Que cela soit dans les séries telles qu'Urgences, Docteur House ou dans les hôpitaux belges, vous l'aurez remarqué, les tenues du personnel chirurgical sont vertes ou bleues. Et ce n'est pas par hasard.

Une réflexion posée dès la première Guerre mondiale

Jusqu'en 1914, le blanc immaculé des blouses était le symbole de la propreté et de la pureté. Lorsque la première guerre mondiale éclate, un médecin américain envoyé sur le front propose de changer les tenues du personnel soignant afin d'atténuer l'effet choquant du sang sur les blouses blanches.

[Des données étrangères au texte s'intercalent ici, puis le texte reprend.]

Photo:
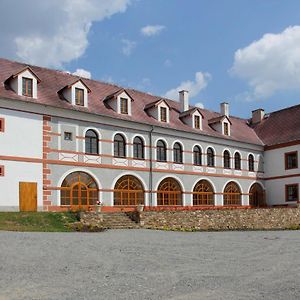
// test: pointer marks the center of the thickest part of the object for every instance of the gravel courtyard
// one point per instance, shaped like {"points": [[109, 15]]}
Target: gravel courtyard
{"points": [[144, 264]]}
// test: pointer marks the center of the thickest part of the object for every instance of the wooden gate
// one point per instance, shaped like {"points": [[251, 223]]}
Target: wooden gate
{"points": [[28, 196]]}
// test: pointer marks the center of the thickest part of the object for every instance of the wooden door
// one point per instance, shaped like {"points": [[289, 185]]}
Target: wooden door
{"points": [[28, 196]]}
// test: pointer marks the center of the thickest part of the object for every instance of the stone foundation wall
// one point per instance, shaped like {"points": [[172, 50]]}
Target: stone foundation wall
{"points": [[226, 219]]}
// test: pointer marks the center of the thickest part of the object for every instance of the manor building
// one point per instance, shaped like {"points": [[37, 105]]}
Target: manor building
{"points": [[66, 142]]}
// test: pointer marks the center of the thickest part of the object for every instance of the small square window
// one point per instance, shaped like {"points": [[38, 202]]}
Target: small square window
{"points": [[226, 129], [79, 97], [291, 160], [124, 106], [2, 125], [197, 122], [291, 192], [163, 114], [27, 86], [68, 136]]}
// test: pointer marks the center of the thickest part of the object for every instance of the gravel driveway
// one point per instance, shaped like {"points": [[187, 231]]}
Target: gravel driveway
{"points": [[144, 264]]}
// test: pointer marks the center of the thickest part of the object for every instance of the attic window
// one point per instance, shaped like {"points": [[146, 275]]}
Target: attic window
{"points": [[79, 96], [163, 114], [197, 122], [226, 129], [124, 106], [27, 87]]}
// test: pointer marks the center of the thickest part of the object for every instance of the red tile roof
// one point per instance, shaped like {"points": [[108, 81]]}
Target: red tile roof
{"points": [[52, 81], [280, 127]]}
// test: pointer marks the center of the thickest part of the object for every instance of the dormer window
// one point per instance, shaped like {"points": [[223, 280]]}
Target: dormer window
{"points": [[79, 96], [163, 114], [124, 106], [27, 87], [197, 122], [226, 128]]}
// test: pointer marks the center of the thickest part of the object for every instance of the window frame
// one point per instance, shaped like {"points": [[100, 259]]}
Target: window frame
{"points": [[118, 147], [79, 91], [286, 155], [197, 161], [287, 186], [93, 142], [161, 151], [138, 148], [25, 87], [163, 116], [177, 153], [124, 108]]}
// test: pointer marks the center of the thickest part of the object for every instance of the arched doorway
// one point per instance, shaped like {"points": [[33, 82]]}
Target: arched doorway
{"points": [[256, 195], [232, 194], [169, 192], [79, 190], [203, 193], [129, 191]]}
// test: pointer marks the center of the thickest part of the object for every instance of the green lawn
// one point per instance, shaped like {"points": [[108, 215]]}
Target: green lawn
{"points": [[37, 221]]}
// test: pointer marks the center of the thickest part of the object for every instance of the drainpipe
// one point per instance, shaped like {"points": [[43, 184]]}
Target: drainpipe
{"points": [[151, 167]]}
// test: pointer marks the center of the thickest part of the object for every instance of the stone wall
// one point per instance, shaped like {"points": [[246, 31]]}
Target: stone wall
{"points": [[225, 219]]}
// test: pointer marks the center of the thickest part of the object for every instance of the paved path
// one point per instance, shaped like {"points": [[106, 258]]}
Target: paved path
{"points": [[142, 264]]}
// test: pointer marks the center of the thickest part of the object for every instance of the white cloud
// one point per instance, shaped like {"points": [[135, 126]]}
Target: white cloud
{"points": [[152, 30], [128, 46], [51, 32], [270, 64], [199, 104], [194, 87], [83, 73]]}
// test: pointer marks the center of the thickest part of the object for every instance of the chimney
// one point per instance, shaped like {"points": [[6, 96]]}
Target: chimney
{"points": [[257, 115], [224, 109], [184, 100]]}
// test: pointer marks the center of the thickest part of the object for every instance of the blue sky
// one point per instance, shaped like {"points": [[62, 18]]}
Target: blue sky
{"points": [[194, 46]]}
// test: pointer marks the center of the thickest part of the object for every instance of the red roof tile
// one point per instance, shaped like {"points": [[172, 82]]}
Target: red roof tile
{"points": [[52, 81]]}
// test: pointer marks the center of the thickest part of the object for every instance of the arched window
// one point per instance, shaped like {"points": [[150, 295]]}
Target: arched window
{"points": [[79, 189], [197, 156], [119, 146], [91, 142], [169, 192], [128, 191], [177, 153], [251, 163], [237, 161], [226, 158], [257, 195], [203, 193], [210, 157], [138, 148], [161, 151], [232, 194]]}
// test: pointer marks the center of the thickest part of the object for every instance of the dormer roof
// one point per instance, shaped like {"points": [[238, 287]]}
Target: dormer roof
{"points": [[190, 112], [27, 68], [156, 103], [74, 82], [115, 94], [218, 120]]}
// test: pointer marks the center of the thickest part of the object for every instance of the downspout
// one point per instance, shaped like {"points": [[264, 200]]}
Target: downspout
{"points": [[151, 167]]}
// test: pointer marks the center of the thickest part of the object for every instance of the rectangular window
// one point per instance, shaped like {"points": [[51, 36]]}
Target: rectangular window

L'évolution des lampes joue également rôle important dans l'utilisation de ces couleurs. Mais c'est surtout après 1950 que le bleu et le vert deviennent les couleurs de prédilection dans les salles d'intervention. Elles ont notamment l'avantage d'être moins réfléchissantes à la lumière.

Une question de colorimétrie

En langage colorimétrique, le vert et le bleu sont complémentaires au rouge des organes. Dès lors, les tâches de sang paraissent moins impressionnantes sur le vert mais permettent également aux chirurgiens de pouvoir se focaliser sur les organes, sans être distrait par des spectres fantômes dus aux différences de couleur.

D'ailleurs, si les gradins de Roland Garros sont verts, c'est également pour contribuer à la concentration des joueurs de tennis sur le court de terre battue.

Le blanc, trop éblouissant et source d'illusions d'optique

Selon le magazine Sciences et Avenir, le blanc peut provoquer un éblouissement et des illusions d'optique. En se concentrant sur les organes et donc, sur la couleur rouge, le chirurgien peut voir apparaître des spectres aux teintes vertes lorsqu'il détourne le regard vers un objet de couleur blanche. Il risque dès lors d'être déconcentré ou trompé par ce qu'il voit.